4. "Litigation" cells can look like virtually anything, especially in retrospect (7).
In 1996, new technologies and techniques were emerging that were designed to improve recognition of missed cells, increase the sensitivity of the Pap smear, and reduce false-negatives. These included liquid-based cytology, automated processing and screening, automated and manual rescreening of both negative Pap smears and smears showing ASC-US, and rapid rescreening. However, these techniques were expensive, and because the increased costs were not offset by higher reimbursement, few laboratories were able to provide them. Some pathologists expressed concern that even if reimbursed, the higher cost may reduce both access to the Pap smear and its frequency, whereas others wondered if a higher "community standard" for the frequency of false-negative Pap smears would increase the public's expectation of perfection and thereby increase liability.
CLIA 88 prohibits making a diagnosis of "negative for intraepithe-lial lesion or malignancy" on an unsatisfactory Pap smear. However, a Pap smear with abnormal epithelial cells must never be interpreted as "unsatisfactory for evaluation." For this reason, potentially unsatisfactory smears must be very carefully screened for the presence of abnormal cells before reporting them as unsatisfactory. The fact that CLIA 88 prohibits making a diagnosis on unsatisfactory Pap smears assures liability if a woman with cervical cancer had a prior Pap smear diagnosed as "negative for intraepithelial lesion or malignancy" that on retrospective review is found to be unsatisfactory. For these reasons, every laboratory should have written policies defining specimen adequacy; today these should be based on the 2001 Bethesda System recommendations. These criteria include the presence of at least 10 well-preserved endocervical or squamous metaplastic cells and 800012,000 squamous cells (5000 for liquid-based preparations) (8). For computerized labs, "edits" should be created to assure that diagnoses are not assigned to unsatisfactory smears.
Interpretation errors account for the other 50% of laboratory false-negatives. Some of the causes of interpretation errors are listed here:
1. ASC-US is a poorly defined diagnostic category and represents the pathologist's interpretative "gray zone." Diagnostic criteria are not uniformly agreed on and there is poor inter- and intraobserver repro-ducibility (9,10). Expert members of the CAP Cytopathology Committee reached 80% consensus on the diagnosis of ASC-US on only 20% of cases reviewed; there was not 100% consensus on any case. Approximately 2 million Pap tests in the United States are diagnosed as ASC-US each year. Therefore, finding ASC-US on retrospective review of a "negative" Pap smear should never be the sole basis for judging a false-negative Pap smear to be below the standard of practice. However, because about 26% of women with ASC-US are subsequently diagnosed with SILs (up to one in four as HSILs), rescreening of all ASC-US cases is recommended as a quality assurance (QA) procedure. Furthermore, when atypical cells are found on a Pap smear, it is important that they not be characterized with terms such as "non-neoplastic" or "benign." This may be interpreted by the clinician to mean that a repeat Pap smear or appropriate follow-up study is not necessary. Use of the 2001 Bethesda System terminology (8) is an appropriate way to deal with this situation (i.e., "Atypical Squamous Cells of Undetermined Significance [ASC-US]"), coupled with a recommendation for appropriate follow-up studies.
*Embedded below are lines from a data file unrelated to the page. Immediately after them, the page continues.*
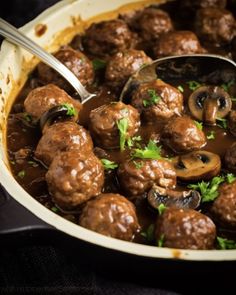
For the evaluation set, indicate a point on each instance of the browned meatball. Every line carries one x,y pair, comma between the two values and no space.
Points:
123,64
215,25
224,207
157,101
230,158
152,23
177,43
104,120
75,61
111,215
182,135
41,99
62,137
185,229
108,37
138,176
74,177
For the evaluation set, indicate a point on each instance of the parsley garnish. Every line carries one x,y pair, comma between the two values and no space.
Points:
224,244
211,135
70,110
198,124
208,190
193,85
151,151
21,174
98,64
122,125
154,98
149,233
226,86
161,208
107,164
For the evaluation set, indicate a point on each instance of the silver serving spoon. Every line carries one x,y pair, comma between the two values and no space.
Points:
16,37
205,68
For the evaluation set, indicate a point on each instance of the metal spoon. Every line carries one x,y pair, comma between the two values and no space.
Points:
16,37
205,68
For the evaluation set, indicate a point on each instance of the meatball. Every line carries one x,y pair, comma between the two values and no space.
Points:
138,176
62,137
108,37
42,99
215,25
111,215
230,158
185,229
104,123
177,43
73,178
232,122
157,101
152,23
75,61
123,64
224,207
182,135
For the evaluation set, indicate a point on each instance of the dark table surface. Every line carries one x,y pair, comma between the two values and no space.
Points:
50,263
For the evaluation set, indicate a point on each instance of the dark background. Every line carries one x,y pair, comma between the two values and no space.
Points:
44,262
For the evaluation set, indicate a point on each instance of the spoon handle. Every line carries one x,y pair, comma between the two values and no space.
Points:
17,38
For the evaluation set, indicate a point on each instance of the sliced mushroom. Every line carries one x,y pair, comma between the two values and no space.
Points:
207,103
170,198
197,165
57,113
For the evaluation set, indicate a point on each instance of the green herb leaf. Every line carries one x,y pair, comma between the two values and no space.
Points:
149,233
161,208
180,88
160,242
154,98
70,110
211,135
107,164
225,244
122,125
151,151
226,86
21,174
199,125
222,123
208,190
193,85
230,177
98,64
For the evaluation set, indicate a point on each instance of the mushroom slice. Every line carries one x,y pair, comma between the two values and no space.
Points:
59,112
170,198
197,165
207,103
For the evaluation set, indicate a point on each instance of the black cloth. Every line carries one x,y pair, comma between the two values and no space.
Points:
44,264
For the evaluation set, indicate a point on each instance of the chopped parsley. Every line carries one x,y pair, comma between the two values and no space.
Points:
224,244
151,151
149,233
193,85
161,208
208,190
211,135
154,98
107,164
199,125
122,125
70,110
98,64
21,174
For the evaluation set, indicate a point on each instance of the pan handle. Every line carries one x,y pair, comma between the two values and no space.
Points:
14,218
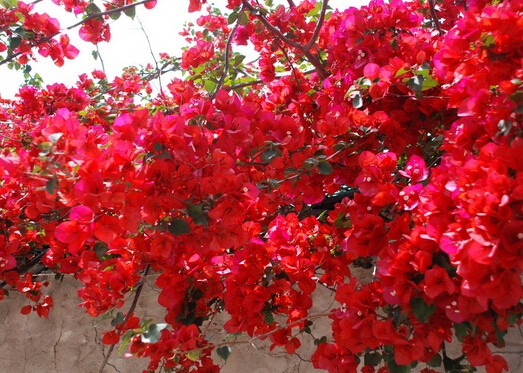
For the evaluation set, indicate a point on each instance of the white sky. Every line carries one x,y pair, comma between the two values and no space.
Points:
128,45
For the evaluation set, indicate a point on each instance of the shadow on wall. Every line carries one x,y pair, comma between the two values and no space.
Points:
70,340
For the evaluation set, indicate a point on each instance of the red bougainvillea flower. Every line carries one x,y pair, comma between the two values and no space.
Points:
95,31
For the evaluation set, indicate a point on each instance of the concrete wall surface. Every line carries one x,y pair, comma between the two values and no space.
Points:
69,341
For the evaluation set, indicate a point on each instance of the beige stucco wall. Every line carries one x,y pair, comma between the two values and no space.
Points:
69,340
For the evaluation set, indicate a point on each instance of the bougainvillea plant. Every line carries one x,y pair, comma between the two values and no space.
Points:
386,139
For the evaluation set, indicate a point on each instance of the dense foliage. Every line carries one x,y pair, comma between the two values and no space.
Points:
386,139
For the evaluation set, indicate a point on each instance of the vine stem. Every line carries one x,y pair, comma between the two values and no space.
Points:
226,62
92,16
258,337
127,317
433,15
304,49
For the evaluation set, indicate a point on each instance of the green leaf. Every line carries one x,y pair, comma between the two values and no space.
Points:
126,339
269,154
50,185
55,137
100,249
422,310
268,317
92,9
504,126
115,15
416,83
232,18
435,361
118,319
9,4
429,83
152,335
197,214
130,12
15,42
243,18
179,226
316,10
324,167
395,368
209,85
357,101
224,352
372,358
461,330
194,355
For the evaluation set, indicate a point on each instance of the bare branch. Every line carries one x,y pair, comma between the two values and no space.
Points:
316,33
92,16
158,71
434,16
108,12
320,69
227,50
128,316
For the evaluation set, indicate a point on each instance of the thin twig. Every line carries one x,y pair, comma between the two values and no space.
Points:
92,16
153,56
434,16
248,84
128,316
101,59
316,32
107,12
227,50
320,69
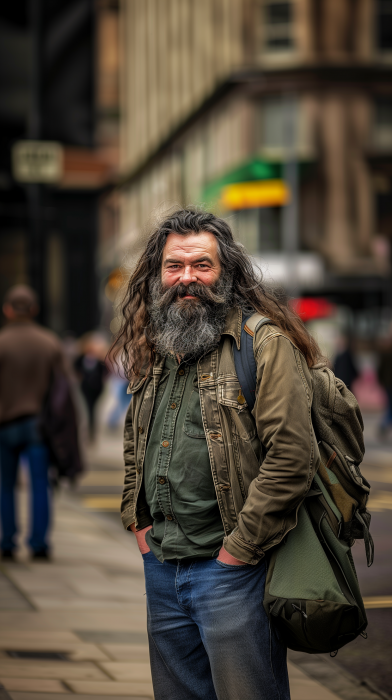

2. Misinterpretation of an "epithelial cell abnormality" as "negative for intraepithelial lesion or malignancy," (e.g., cervical adenocarcinoma cells misinterpreted as reactive endocervical cells).
3. Failure to look carefully for abnormal cells in the "neighborhood" of parakeratotic cells. Because abnormal cells tend to occur in linear streaks, pathologists must look carefully at screened smears with lines of dots or look to either side of dotted abnormal cells for other abnormal cells.